Alojzy Feliński (1771 in Łuck - 1820 in Krzemieniec) was a Polish writer.
In his childhood he met Tadeusz Czacki. He was educated by the Piarists in Dąbrownica, later in Włodzimierz Wołyński. In 1778 he settled in Lublin, where he became a close companion of Kajetan Koźmian. Having resigned from the Bar together with Tadeusz Czacki, in 1779 he entered Parliament in Warsaw, where he became acquainted with many contemporary writers from Jacek Małachowski’s circle of friends. During the Kościuszko Insurrection, Feliński was Tadeusz Kościuszko’s secretary for French correspondence as well as the law and order commissar in Wołyń. After the defeat of the Insurrection he stayed at the Tarnowskis’ in Dzików, in 1795 he returned to Wołyń to manage his estate.

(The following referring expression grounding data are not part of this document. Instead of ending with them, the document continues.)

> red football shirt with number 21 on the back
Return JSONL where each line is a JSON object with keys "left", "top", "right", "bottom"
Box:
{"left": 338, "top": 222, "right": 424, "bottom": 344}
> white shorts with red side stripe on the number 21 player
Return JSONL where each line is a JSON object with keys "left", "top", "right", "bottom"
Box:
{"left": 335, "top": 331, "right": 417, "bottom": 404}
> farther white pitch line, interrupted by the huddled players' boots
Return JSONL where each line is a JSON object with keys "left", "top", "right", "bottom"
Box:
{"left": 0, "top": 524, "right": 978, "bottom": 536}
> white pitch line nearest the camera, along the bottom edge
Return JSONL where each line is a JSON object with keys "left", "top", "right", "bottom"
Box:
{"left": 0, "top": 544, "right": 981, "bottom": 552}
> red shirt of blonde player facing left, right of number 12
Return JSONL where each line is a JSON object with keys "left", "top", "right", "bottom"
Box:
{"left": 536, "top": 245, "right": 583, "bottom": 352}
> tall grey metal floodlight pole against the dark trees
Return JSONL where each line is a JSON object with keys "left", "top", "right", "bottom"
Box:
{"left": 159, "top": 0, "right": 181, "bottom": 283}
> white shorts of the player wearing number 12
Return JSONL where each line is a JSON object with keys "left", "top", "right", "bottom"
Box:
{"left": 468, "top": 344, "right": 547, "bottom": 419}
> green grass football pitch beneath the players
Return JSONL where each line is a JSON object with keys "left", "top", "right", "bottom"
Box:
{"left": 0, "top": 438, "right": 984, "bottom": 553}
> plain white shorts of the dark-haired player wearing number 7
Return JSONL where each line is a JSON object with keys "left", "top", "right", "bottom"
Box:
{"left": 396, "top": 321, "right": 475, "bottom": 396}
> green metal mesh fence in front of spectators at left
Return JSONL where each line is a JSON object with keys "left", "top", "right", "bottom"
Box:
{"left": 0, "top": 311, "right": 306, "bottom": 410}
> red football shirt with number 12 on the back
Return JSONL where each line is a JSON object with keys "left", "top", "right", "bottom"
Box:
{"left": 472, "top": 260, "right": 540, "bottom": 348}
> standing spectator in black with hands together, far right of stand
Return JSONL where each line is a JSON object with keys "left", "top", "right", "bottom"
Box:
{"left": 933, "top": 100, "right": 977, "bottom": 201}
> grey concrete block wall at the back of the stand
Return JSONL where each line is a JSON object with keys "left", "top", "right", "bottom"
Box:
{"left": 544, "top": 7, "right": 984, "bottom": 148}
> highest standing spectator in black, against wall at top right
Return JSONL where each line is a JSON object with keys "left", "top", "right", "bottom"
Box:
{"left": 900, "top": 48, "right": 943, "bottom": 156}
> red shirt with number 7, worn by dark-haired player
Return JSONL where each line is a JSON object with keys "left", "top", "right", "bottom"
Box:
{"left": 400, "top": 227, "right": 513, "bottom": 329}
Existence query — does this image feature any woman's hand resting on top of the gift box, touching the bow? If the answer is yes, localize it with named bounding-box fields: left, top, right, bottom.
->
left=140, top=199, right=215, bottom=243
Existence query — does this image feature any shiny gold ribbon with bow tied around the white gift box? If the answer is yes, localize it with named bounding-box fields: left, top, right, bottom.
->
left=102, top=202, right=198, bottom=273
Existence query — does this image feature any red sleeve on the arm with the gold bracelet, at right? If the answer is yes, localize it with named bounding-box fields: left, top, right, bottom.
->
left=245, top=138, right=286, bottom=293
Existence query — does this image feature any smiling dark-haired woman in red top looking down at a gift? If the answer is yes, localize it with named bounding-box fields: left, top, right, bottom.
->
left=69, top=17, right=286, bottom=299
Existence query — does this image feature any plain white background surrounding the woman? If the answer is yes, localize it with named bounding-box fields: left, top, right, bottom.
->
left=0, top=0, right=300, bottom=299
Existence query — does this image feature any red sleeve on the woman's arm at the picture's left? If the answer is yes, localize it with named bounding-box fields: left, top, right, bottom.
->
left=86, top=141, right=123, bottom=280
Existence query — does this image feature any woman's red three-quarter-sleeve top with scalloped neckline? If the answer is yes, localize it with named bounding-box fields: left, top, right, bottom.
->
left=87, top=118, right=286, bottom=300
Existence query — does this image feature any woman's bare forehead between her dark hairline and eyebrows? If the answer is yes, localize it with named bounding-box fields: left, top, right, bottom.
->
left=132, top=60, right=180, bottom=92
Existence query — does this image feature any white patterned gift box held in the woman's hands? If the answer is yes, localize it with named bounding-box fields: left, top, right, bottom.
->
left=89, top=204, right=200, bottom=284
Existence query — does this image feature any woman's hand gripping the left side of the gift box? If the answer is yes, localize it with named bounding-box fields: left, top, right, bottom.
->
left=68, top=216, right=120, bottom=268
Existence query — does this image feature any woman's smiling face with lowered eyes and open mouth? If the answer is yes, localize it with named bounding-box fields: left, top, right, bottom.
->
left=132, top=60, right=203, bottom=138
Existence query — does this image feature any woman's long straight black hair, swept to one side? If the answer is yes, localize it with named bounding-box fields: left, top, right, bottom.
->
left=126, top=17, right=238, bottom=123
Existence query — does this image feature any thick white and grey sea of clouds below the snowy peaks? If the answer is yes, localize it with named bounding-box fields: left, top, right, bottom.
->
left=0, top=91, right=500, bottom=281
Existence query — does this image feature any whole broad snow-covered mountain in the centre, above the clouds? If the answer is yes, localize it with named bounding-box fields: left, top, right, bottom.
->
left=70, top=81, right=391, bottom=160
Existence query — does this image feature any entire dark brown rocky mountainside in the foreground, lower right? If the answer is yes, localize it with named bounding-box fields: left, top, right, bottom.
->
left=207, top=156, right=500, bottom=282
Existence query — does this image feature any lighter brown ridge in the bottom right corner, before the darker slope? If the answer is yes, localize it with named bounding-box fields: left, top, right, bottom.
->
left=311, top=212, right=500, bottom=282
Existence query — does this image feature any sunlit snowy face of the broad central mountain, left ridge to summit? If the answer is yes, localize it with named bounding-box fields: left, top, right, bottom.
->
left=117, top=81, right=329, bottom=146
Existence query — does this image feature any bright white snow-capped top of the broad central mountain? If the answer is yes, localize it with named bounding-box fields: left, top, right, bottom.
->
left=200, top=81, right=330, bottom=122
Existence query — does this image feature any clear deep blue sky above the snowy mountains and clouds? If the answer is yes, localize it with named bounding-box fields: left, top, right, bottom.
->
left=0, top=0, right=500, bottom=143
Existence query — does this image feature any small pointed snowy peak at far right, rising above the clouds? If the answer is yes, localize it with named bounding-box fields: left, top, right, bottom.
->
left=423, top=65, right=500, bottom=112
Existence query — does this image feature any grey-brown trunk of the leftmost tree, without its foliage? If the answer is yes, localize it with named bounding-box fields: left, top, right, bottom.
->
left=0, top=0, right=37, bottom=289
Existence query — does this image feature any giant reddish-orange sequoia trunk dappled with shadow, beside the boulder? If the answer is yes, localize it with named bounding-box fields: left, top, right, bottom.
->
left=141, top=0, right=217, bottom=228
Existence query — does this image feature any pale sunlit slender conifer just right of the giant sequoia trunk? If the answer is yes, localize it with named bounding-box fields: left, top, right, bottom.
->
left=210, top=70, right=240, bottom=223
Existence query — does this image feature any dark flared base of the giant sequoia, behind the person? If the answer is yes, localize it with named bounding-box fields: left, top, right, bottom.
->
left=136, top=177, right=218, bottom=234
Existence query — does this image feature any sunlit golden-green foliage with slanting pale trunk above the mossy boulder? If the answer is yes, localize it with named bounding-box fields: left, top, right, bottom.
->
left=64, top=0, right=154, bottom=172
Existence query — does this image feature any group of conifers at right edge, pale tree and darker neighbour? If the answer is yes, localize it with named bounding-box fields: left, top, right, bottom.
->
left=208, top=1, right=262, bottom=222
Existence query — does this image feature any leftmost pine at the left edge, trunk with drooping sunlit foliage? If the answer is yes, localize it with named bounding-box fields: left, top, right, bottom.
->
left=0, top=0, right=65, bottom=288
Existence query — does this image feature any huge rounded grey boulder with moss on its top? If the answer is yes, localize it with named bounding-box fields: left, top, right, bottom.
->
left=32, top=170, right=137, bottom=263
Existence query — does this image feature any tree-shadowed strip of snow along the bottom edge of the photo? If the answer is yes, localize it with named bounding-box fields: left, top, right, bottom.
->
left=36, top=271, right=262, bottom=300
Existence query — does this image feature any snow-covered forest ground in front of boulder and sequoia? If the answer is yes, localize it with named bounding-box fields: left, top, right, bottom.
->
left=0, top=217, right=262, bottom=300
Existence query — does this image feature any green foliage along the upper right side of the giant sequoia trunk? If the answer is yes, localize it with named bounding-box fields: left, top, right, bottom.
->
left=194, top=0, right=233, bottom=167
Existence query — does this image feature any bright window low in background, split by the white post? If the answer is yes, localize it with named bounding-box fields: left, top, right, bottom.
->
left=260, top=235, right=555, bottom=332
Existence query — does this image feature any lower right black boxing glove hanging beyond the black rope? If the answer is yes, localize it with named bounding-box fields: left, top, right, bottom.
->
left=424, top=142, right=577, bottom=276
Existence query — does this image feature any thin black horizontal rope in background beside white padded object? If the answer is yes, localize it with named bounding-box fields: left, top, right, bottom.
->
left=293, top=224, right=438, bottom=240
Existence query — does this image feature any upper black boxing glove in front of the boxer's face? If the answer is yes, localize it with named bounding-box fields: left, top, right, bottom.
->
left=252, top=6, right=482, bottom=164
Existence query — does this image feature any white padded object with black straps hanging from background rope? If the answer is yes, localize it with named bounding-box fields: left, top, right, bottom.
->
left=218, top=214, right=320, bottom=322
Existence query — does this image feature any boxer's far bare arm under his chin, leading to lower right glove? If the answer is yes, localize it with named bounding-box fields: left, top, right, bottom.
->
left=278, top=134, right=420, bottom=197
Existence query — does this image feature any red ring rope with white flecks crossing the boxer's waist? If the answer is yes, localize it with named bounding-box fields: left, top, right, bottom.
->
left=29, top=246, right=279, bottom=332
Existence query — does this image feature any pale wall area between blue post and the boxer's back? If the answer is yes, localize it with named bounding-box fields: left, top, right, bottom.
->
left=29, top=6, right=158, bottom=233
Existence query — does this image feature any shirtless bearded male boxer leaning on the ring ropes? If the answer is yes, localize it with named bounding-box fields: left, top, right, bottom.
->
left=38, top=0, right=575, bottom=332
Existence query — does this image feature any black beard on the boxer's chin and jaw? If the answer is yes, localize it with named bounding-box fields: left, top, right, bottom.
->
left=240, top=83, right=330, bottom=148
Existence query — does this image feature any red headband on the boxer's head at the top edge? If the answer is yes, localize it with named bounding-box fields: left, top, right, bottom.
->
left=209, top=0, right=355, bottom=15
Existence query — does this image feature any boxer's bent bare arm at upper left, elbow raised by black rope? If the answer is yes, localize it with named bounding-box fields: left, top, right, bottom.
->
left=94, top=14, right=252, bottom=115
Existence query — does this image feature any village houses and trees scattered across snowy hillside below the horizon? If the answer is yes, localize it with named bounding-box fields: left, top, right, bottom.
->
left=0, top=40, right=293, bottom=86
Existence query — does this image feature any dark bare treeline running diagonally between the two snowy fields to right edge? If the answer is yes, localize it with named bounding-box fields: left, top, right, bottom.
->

In 1809 the author became a member of the Society of the Friends of Science. In 1815 he went to live in Warsaw and joined the circle of classicists. In 1818 he moved to Krzemieniec, where he took up the position of professor in the Krzemieniec Lyceum, where he subsequently became the headmaster. In 1819 he was granted honorary membership of Vilna University.
Feliński was a representative of the classicism typical of the time after Stanisław Poniatowski’s reign. One of his major works was the tragedy Barbara Radziwiłłówna (1817), regarded as a masterpiece of classicist poetics; he translated Dellile’s poem entitled The Landlord or the French Landowners. He often spoke about Polish orthography, entering into a polemic on the subject with Jan Śniadecki, who advocated traditional spelling.